We seem to be moving away from mass movements towards a more atomised society. What can we do about it?
As the results come in after yesterday’s local elections, it is worth reflecting on one of the great phenomena of our times, namely the steady and remorseless decline in political party membership in Britain. An interesting research paper giving the details of this trend can be found here. It is short and cogent and well worth reading in full.
Does it matter that political party membership is declining? According to the paper’s author, Fergal McGuinness, the parties themselves may not mind this too much:
Parties are less reliant on a wide membership network as mass communications allow them to reach voters directly. Funds gathered from wealthy donors and the state make parties less dependent on individual members’ subscriptions and small donations. Parties may even see a vocal membership as an electoral liability.

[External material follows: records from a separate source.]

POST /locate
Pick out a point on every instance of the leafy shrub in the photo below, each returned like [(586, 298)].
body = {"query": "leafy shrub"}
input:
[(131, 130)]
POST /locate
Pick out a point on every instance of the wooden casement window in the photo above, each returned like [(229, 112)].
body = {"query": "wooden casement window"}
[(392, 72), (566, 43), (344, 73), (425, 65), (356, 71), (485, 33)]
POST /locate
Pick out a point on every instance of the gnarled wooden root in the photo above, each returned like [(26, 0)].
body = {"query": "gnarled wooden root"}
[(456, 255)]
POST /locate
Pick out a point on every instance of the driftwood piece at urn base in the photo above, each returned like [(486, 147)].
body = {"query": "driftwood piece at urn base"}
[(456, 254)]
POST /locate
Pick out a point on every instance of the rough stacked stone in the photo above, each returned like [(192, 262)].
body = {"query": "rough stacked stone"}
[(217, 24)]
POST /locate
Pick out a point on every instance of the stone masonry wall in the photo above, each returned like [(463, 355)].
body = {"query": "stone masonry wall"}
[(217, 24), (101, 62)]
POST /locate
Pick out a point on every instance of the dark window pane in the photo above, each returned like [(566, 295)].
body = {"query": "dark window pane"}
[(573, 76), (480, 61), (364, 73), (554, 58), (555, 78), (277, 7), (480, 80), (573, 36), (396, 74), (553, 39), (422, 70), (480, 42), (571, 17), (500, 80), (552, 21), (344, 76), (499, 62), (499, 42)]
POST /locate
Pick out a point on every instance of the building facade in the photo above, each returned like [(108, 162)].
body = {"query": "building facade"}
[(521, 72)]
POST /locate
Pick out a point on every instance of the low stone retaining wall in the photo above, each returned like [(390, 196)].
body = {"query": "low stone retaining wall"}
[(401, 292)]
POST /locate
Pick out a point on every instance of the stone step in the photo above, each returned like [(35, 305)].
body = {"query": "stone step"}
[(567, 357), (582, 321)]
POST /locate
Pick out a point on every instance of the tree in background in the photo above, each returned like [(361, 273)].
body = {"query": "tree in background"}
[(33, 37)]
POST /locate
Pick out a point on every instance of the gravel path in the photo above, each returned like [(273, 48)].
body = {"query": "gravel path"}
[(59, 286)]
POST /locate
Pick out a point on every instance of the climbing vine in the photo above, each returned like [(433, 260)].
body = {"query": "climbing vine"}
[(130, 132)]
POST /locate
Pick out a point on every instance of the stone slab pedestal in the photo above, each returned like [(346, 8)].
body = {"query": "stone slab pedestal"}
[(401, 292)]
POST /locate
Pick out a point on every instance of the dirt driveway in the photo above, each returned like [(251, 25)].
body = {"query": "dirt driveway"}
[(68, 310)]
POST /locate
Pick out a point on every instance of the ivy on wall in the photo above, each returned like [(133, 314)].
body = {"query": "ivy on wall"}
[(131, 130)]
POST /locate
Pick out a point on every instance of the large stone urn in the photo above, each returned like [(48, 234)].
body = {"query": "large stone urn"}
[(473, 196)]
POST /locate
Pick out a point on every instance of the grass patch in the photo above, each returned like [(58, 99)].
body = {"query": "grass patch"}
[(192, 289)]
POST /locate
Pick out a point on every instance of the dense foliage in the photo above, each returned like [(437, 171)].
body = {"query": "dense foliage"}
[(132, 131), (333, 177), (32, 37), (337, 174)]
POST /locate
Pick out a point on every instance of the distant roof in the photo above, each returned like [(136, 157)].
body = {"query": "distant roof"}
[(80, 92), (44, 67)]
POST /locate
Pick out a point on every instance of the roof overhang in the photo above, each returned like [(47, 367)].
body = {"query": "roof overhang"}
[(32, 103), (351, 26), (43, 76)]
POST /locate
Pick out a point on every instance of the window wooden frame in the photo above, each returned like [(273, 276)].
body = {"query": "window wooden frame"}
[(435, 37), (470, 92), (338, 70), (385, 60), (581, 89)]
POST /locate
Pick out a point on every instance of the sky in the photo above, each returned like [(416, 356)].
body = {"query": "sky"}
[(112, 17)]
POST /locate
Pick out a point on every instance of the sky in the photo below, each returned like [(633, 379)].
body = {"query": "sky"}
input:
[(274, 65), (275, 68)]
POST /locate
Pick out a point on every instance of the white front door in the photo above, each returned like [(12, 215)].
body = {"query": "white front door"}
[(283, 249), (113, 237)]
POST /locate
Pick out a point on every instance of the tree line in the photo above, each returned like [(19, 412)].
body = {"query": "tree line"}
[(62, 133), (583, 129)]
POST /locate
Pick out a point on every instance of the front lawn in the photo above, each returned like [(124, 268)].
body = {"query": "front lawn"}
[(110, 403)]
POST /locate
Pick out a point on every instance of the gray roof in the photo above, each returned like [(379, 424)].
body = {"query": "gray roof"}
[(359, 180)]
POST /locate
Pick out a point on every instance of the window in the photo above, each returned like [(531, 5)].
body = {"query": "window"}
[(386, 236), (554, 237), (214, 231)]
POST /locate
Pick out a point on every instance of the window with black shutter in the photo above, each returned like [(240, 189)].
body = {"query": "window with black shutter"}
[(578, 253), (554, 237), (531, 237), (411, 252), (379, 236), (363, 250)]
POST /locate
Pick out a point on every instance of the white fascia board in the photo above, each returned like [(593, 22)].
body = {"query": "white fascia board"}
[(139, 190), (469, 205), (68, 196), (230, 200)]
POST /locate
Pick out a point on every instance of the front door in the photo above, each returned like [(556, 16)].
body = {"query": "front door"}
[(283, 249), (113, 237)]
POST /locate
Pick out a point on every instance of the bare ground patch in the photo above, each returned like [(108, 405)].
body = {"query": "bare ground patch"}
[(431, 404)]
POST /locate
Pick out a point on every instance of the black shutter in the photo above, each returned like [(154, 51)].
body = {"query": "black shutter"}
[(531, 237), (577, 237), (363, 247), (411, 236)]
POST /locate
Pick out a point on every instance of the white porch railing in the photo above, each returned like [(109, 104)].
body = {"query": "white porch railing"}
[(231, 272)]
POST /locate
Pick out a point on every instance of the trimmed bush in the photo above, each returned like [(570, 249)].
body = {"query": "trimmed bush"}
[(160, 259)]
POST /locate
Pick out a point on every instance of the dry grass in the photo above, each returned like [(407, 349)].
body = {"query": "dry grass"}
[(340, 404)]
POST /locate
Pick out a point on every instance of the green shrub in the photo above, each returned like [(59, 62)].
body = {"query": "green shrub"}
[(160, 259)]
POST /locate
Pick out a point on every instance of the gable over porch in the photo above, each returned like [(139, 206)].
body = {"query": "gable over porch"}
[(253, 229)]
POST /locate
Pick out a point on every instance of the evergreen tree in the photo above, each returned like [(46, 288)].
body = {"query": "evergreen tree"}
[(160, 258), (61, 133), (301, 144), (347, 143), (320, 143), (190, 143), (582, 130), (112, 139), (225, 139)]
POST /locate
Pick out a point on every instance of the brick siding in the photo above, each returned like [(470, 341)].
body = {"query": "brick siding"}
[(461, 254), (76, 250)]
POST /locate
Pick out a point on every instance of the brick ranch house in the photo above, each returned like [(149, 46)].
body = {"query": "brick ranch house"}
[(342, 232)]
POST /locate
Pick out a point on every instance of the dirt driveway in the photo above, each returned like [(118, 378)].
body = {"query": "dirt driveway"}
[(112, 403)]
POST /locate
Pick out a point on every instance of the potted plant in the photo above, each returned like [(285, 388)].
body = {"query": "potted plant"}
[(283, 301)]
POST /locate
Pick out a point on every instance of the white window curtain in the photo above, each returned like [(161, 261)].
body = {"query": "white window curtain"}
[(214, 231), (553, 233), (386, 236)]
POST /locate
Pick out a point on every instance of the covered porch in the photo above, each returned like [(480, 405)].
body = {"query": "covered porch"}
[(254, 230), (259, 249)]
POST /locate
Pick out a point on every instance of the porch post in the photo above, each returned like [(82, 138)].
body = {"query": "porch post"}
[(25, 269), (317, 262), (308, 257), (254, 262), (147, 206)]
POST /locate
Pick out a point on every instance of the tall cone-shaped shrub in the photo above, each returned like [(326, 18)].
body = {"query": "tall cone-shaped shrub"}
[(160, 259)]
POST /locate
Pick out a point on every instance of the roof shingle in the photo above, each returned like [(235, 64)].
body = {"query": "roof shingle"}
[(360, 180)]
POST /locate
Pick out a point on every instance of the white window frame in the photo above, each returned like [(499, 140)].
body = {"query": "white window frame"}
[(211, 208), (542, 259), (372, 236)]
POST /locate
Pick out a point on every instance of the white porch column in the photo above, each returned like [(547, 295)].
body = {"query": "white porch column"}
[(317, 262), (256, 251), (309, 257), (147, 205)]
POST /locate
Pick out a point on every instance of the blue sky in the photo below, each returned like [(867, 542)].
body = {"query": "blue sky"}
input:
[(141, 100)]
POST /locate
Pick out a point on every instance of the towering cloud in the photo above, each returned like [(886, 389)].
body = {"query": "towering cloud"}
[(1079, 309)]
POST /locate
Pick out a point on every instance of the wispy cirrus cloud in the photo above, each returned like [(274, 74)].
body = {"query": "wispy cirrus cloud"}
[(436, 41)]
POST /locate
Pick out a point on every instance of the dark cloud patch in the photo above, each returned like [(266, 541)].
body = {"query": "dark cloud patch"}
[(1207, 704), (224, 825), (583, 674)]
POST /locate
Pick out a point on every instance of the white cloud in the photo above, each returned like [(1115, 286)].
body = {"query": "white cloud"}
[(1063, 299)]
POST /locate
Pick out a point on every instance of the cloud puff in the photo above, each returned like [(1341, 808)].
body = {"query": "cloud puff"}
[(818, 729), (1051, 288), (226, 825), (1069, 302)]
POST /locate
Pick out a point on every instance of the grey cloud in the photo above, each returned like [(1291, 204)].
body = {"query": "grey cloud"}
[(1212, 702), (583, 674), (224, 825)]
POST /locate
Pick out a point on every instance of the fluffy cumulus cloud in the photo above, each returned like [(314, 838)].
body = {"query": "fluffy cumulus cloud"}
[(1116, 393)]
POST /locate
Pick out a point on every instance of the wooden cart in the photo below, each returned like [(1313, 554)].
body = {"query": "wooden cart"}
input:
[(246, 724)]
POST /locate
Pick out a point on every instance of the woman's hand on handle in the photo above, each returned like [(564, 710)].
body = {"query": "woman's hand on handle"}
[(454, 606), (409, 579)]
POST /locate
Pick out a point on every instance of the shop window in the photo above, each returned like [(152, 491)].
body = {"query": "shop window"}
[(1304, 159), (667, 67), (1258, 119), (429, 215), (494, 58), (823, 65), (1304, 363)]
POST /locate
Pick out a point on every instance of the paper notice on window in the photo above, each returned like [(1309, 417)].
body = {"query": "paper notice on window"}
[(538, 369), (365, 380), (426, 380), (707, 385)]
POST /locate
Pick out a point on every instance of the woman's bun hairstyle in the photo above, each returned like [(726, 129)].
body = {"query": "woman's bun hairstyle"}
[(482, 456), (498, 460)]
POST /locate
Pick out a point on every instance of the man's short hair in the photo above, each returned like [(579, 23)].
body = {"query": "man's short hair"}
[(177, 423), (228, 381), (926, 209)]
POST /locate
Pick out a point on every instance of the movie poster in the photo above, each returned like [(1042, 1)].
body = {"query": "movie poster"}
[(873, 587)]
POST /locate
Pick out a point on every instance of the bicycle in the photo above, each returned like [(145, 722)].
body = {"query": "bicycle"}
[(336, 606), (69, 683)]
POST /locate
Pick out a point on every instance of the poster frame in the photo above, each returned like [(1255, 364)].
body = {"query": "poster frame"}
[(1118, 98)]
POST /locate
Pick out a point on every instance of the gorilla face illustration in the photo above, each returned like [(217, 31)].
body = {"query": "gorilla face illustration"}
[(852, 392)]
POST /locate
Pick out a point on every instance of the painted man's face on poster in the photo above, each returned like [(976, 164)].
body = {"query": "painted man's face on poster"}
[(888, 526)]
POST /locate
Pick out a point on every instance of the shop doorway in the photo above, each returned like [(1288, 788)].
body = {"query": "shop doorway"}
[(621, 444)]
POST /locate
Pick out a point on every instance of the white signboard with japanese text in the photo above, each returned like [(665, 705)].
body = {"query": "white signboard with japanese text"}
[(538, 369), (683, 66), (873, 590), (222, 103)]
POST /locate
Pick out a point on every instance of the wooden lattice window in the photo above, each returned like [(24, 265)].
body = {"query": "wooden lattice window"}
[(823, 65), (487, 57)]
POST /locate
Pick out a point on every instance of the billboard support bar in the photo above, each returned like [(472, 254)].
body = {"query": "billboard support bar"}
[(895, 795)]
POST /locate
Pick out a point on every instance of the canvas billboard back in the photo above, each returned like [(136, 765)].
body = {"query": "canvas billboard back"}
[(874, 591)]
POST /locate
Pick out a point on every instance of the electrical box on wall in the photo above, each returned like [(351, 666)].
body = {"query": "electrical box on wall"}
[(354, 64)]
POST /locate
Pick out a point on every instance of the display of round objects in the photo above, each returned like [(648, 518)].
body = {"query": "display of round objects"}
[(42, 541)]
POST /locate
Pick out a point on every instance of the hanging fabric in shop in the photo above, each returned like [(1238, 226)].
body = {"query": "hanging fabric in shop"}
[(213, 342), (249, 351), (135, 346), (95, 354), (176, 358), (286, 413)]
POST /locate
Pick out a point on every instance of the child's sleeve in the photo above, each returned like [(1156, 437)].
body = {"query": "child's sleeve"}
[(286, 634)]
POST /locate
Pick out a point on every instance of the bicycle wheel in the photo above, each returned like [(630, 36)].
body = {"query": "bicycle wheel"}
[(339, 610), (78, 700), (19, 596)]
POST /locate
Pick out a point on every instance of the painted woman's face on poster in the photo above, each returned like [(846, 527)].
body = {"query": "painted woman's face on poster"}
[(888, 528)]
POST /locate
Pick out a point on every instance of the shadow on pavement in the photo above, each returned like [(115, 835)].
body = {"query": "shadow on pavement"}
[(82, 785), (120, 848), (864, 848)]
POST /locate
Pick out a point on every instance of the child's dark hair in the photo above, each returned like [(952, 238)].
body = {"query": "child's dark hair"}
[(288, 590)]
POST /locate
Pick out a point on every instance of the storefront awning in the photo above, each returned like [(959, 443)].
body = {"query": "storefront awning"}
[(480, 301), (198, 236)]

This last point may well resonate with some of the Tory grandees who have, it is reported, little time for their party’s rank and file. But it has to be said that a party does need a membership to survive. The members provide a pool of talent from which leaders emerge; and from the membership come the activists who pound the pavements at election time. Yes, we live in the internet age, but the leaflet through the post box is still the best way to get out the vote, through increasing name recognition for the local candidate. This is particularly true in municipal elections where someone standing in a ward is never likely to get airtime on national television.
The results are not yet all in, but it looks as though there will be little comfort for the Conservatives. Their party membership is now at an all-time low of 130,000, down from a million in 1990, and almost three million in 1951. The campaigners at grassroots level are disappearing, and the consequences may be catastrophic, though it is too soon to speak of the strange death of Tory England. But perhaps someone one day will do for Cameron’s Conservatives what George Dangerfield did for Asquith’s Liberals.
Mr McGuinness’s paper does point to one trend-bucking phenomenon, namely the surging membership of the National Trust. I have nothing against this organisation (I belong to the Scottish branch of it, funnily enough – a present from a kind friend) but this is very depressing, and for the following reasons. Joining the NT is simple, and you do not have to “do” anything to be a member. It takes up no time, requires no sacrifices, no commitment. On the contrary, it gives you a warm fuzzy feeling – quite unlike political involvement, which is based on the concept of improving society and struggling to do so. NT membership may cost you something in money, but existentially it is a bargain. It demands no sacrifices.
Given that people are no longer joining political organisations, and that this is a Europe-wide phenomenon, what is the Church to do? For in many ways these political trends run in parallel with religious trends. Just as delivering leaflets is hard work, though it may carry with it an eventual reward, so too religious practice requires fervour and devotion, though of a different sort. We are, in politics at least, moving away from mass movements and towards a more atomised society. This has profound implications for religion. For often it was the same people, or the same sort of people, who joined political parties and who went to church. I wish I knew what we could do about this.